Turning Back the Skiing Years?
18 people found this feature helpful
It was some 45 years since I had last spent
a ski holiday in Mulhlbach am Hochkonig. Would going back prove a good or a bad
Helmut Plenk was in his 30s then, head of
the ski school with the profile and maturity to turn the heads of younger women
in my beginner ski class. Bambi on ice would have been a good way to describe
my technique. But in my defence, ski boots were still made of leather, laces
had only just given way to clip fasteners and skis, held on with cable bindings,
were so long it was like turning an oil tanker. So I never forgot the glow of
pride when Helmut, having watched me slalom on the village baby murmured to my
instructor appreciatively: “Ein grosser Fortschritt” – great progress.
He’s in his 80s now, patriarch at the
Bergheimat, the hotel he developed from its early beginnings. His daughter
Sieglinde and her husband run it now. Helmut still presides, sorting out ski
rental from the property’s own store. No more those unwieldy Kneissls, measured
when stood on end from ground to the tip of my upstretched fingers. Now it’s
carving skis that come up to my chin. Helmut picked me a pair of Atomic carving
skis. “You must be a good skier now”, he says. “Well”, I reply, “Your ski
school taught me”.
Muhlbach is in Austria’s Salzburg province.
The Bergheimat is some way above the village. Unless my memory is fooling me we
went up there with fellow travellers on an Inghams package for a fondue - and
then careered back down the road on toboggans. The Bergheimat remains rustic in
its use of wood, but it has all the accoutrements of smart four star hotel,
including a basement pool and spa.
Then there was one single seat chairlift in
the village and half a draglift (it stopped short because the lift operator
couldn’t reach an agreement with the farmer who owned to top field). There were
a couple of short drags at the Jagerteehaus – known to the Brits as the
Yackertyhouse – where the eponymous concoction of rum, schnapps and tea was a
serious risk to those intent on skiing home a cross the Alpine meadows. And
there were two or three T-bars at the Arthurhaus, a short way above the hotel
beneath the great mountain rampart, which includes the Hochkonig.

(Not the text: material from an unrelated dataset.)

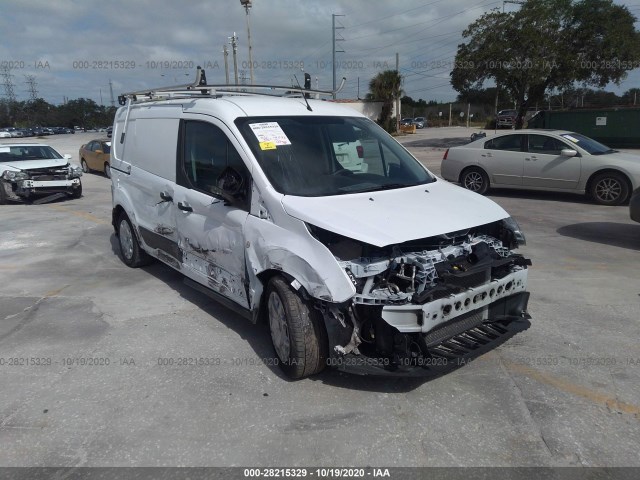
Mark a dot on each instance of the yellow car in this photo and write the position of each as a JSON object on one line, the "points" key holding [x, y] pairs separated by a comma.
{"points": [[95, 156]]}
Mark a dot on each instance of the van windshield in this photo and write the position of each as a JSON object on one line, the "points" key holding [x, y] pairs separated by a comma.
{"points": [[320, 156]]}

Now the slopes here are part of a huge area
marketed, with a nod to Mozart, as Ski Amade. Large parts of it, though not
all, are connected by lift. Most of its slopes lie beneath the tree line and
are suitable for competent intermediate skiers. I have never encountered a ski
area with as many places to eat by the pistes. Even on a busy Sunday it was
easy to find a free table.
We warmed up for our visit with a few days
in another section of Ski Amade, making our base at the delightful four star
Hotel Alpenhof, just above the resort of the same name. The hotel ran a shuttle
to the main lift base but we could ski back in the afternoon, with a short walk
through the farmyard which provides the hotel with its veal. Like the
Bergheimat, the Alpenhof had an impressive spa and served copious buffet
breakfasts and five course dinners. We skied the wide open slopes of Alpendorf
and neighbouring Wagrain – and crossed to those of Flachau via a cable car
slung hung across an intervening valley.
Today it is possible to ski all the way
from Muhlbach to the Aberg above Maria Alm - and back which, with lunch at the
turning point, takes most of the day. It’s lovely skiing, particularly down to
Hintermoos (though in spring one run on
the return journey is so close to south facing that its snow covers quickly
turns to wet sugar).
Was it a mistake to go back? True, I felt a
slight yearning for the days when tourist were so few that half the village
seems to come drinking with us in the evenings. But would I prefer those days
of lifts that clouted me on the calves, flabby footwear and cumbersome skis
when over detachable, high speed chairs, custom fitted boots and carvers that
turn with a raising of an eyebrow?
No to all the above. Muhlbach was once a
copper mining centre. Sages claimed it would never make a ski resort - but it
has proved them wrong. I feel privileged to have witnessed the transformation.